Bug #47818 ndb_mgm reports "not connected" for ndbmtd nodes in phase 1 or phase2
Submitted: 5 Oct 2009 0:08 Modified: 27 Jan 2010 7:39
Reporter: John David Duncan Email Updates:
Status: Closed Impact on me:
None 
Category:MySQL Cluster: Cluster (NDB) storage engine Severity:S3 (Non-critical)
Version:mysql-5.1-telco-6.3 OS:Any
Assigned to: Jonas Oreland CPU Architecture:Any
Tags: 7.0.7

[5 Oct 2009 0:08] John David Duncan
Description:
For some time during node restart -- some part of restart phases 1 and 2 -- an "all status" command from ndb_mgm will falsely report "not connected" 

How to repeat:
Start a cluster and run "all status" repeatedly
[5 Oct 2009 0:08] John David Duncan
sample screen capture during cluster restart

Attachment: mgm-status-bug.txt (text/plain), 6.46 KiB.

[30 Oct 2009 11:32] Geert Vanderkelen
See also bug#48380 (which was marked duplicate of this bug report)
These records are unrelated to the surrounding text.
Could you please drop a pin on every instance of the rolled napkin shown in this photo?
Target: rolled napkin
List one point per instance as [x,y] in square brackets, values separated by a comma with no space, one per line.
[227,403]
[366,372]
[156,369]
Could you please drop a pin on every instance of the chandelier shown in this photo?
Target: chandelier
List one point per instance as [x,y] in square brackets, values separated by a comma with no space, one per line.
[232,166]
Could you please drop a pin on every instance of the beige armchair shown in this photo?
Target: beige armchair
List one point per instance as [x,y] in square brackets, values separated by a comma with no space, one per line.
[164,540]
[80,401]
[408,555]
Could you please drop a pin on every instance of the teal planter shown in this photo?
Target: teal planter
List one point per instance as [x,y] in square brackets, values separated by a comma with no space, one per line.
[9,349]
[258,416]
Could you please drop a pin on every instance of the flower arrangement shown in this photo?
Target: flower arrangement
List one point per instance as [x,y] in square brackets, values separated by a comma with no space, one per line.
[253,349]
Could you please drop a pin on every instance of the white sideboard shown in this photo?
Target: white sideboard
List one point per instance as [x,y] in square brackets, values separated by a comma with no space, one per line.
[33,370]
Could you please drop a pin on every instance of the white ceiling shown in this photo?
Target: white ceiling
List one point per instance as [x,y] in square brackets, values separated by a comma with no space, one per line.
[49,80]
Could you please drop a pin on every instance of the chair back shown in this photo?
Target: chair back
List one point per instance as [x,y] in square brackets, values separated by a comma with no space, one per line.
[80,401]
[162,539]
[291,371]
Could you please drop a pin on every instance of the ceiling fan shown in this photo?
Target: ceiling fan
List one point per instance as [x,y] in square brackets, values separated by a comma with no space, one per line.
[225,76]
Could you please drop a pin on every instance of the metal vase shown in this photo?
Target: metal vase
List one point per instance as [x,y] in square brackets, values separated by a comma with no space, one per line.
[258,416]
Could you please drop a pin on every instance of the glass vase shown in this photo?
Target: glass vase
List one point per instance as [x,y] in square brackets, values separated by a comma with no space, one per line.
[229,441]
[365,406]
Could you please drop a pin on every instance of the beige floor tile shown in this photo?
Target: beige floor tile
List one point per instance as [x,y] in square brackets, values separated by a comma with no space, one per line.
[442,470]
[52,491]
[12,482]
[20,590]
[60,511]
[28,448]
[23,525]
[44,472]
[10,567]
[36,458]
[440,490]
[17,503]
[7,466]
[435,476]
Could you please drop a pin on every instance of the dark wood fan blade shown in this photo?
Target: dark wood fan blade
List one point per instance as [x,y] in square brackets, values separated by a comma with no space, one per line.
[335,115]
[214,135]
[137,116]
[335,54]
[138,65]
Quote from Cluster Development team, Magnus Blaudd:
"After fixing bug#48301, it should be possible to return CONNECTED(which is actually a new status for API and MGM) when asking status for the ndbd.
I.e in the case when node is not connected to ClusterMgr with transporter yet but has
allocated node id."
[22 Jan 2010 11:55] Jonas Oreland
So I just tried to reproduce this on 7.0-bzr, wo/ succeeding.
Can you please retry, and be more specific on how you get this.
and if managing to reproduce, also attach config.ini and cluster log

Setting: Need feedback
[25 Jan 2010 14:32] Jonas Oreland
just managed to reproduce this in 6.3 by using sufficiently large IndexMemory.
proposed patch series solves problem by moving allocation to global memory
and having acc consume it's memory from their during sp0 (instead of doing actual
malloc self)
[25 Jan 2010 15:38] Bugs System
A patch for this bug has been committed. After review, it may
be pushed to the relevant source trees for release in the next
version. You can access the patch from:

  http://lists.mysql.com/commits/98066

3089 Jonas Oreland	2010-01-25
      ndb - bug#47818 - Move allocation of IndexMemory from ACC to allocation with global pool to avoid mallocs in "signal" code which can lead to heartbeat problems
[26 Jan 2010 8:44] Jonas Oreland
pushed to 6.3.31 and 7.0.11
[27 Jan 2010 7:39] Jon Stephens
Dpcumented bugfix in the NDB-6.3.31 and 7.0.11 changelogs as follows:

        During Start Phases 1 and 2, the STATUS command sometimes 
        (falsely) returned 'Not Connected' for data nodes running 
        ndbmtd.

Closed.